Artificial Vision on Par with Human Eyesight

A team of researchers from three universities is working on artificial vision technologies that could one day detect visual patterns as effectively as the human brain. Funded by a $3 million grant from the U.S. Office of Naval Research, the work may eventually lead to satellite-based means of detecting environmental destruction, automated systems that find abnormalities in medical images and computerized approaches to other visual tasks now possible only through the discretion of the human eye.

By combining the work of bioengineers and neuroscientists, the project aims to improve on today’s rudimentary computer simulations of the brain’s visual cortex. That would be a big step forward, since current state-of-the-art artificial neural networks are unable to handle the kinds of pattern recognitions that underlie visual intelligence. Unlike a furniture expert, for example, who can deftly categorize hundreds of different chairs, even the most sophisticated neural network would have trouble sorting the chairs it “saw” into specific categories.

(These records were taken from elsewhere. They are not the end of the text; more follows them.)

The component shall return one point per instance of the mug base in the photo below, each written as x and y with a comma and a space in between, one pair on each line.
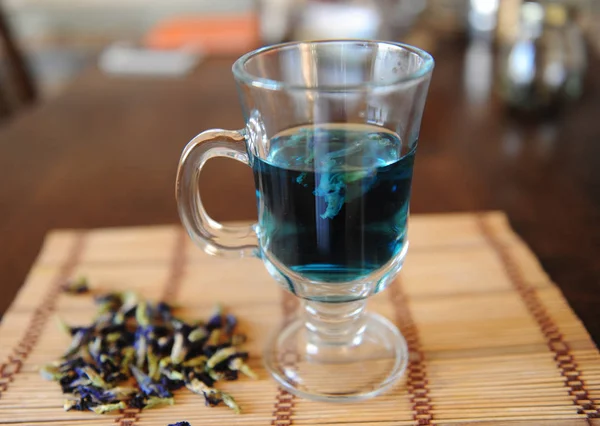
338, 373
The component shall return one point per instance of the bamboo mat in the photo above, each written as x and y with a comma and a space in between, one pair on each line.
492, 340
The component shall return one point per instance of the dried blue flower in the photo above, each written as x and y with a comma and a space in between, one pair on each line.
132, 339
148, 386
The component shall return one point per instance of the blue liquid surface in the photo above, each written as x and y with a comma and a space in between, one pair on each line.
333, 200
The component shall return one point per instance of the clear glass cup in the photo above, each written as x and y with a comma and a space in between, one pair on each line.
331, 133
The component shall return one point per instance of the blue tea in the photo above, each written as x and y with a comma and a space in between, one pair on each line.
333, 200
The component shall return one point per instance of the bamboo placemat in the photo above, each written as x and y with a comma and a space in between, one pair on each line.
492, 340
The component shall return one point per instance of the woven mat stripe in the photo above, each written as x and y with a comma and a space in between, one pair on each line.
284, 401
11, 367
416, 371
554, 338
172, 286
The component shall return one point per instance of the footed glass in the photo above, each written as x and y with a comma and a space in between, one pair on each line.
331, 134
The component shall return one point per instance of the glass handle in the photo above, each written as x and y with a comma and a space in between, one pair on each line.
213, 237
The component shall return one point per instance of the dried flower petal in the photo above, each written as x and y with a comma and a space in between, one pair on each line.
107, 408
178, 352
76, 286
220, 356
230, 402
196, 334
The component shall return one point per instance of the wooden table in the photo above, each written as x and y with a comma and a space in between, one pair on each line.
105, 152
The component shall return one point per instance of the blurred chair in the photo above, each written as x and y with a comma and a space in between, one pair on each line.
17, 87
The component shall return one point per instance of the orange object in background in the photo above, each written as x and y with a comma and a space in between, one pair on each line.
211, 35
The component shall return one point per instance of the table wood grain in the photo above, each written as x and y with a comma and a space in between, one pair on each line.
105, 152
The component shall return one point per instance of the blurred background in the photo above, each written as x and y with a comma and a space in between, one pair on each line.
57, 39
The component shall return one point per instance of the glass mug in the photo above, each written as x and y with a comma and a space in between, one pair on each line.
331, 132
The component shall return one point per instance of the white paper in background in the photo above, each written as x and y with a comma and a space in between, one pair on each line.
338, 20
126, 59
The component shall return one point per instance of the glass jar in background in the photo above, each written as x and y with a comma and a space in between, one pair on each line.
544, 63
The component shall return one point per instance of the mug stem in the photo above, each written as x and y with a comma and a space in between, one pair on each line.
334, 324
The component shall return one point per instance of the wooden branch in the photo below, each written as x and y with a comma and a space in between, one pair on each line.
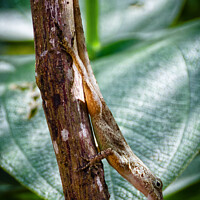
63, 100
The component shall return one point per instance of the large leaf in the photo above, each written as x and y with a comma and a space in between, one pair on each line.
116, 17
189, 178
154, 94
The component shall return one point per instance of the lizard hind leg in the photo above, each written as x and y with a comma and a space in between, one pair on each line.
93, 100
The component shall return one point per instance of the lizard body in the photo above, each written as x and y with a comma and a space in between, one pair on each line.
109, 137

Designing automated systems to recognize visual patterns could eventually take the pressure off skilled clinicians, who currently must scan endless medical images in order to seek out irregularities, says Principal Investigator Leif H. Finkel, a University of Pennsylvania professor of bioengineering. Mounted in satellites, the technology could survey patterns of land use or monitor the transformations wrought by global climate change.

Finkel’s collaborators include University of Pennsylvania colleagues Kwabena Boahen, an assistant professor of bioengineering, and Diego Contreras, an assistant professor of neuroscience. Paul Sajda, an associate professor of biomedical engineering at Columbia University, and Edward Adelson, professor of brain and cognitive science at MIT, are also on the team. Contreras is providing key data for neural model construction based on his recordings of the visual cortex. Boahen is developing the project’s hardware, including chip-based neural networks. Sajda is creating the project’s mathematical underpinnings. And Adelson, an expert in human psychophysics and visual motion processing, is developing models that detect moving patterns in real-time systems. The researchers hope to report their progress, if any, in a couple of years.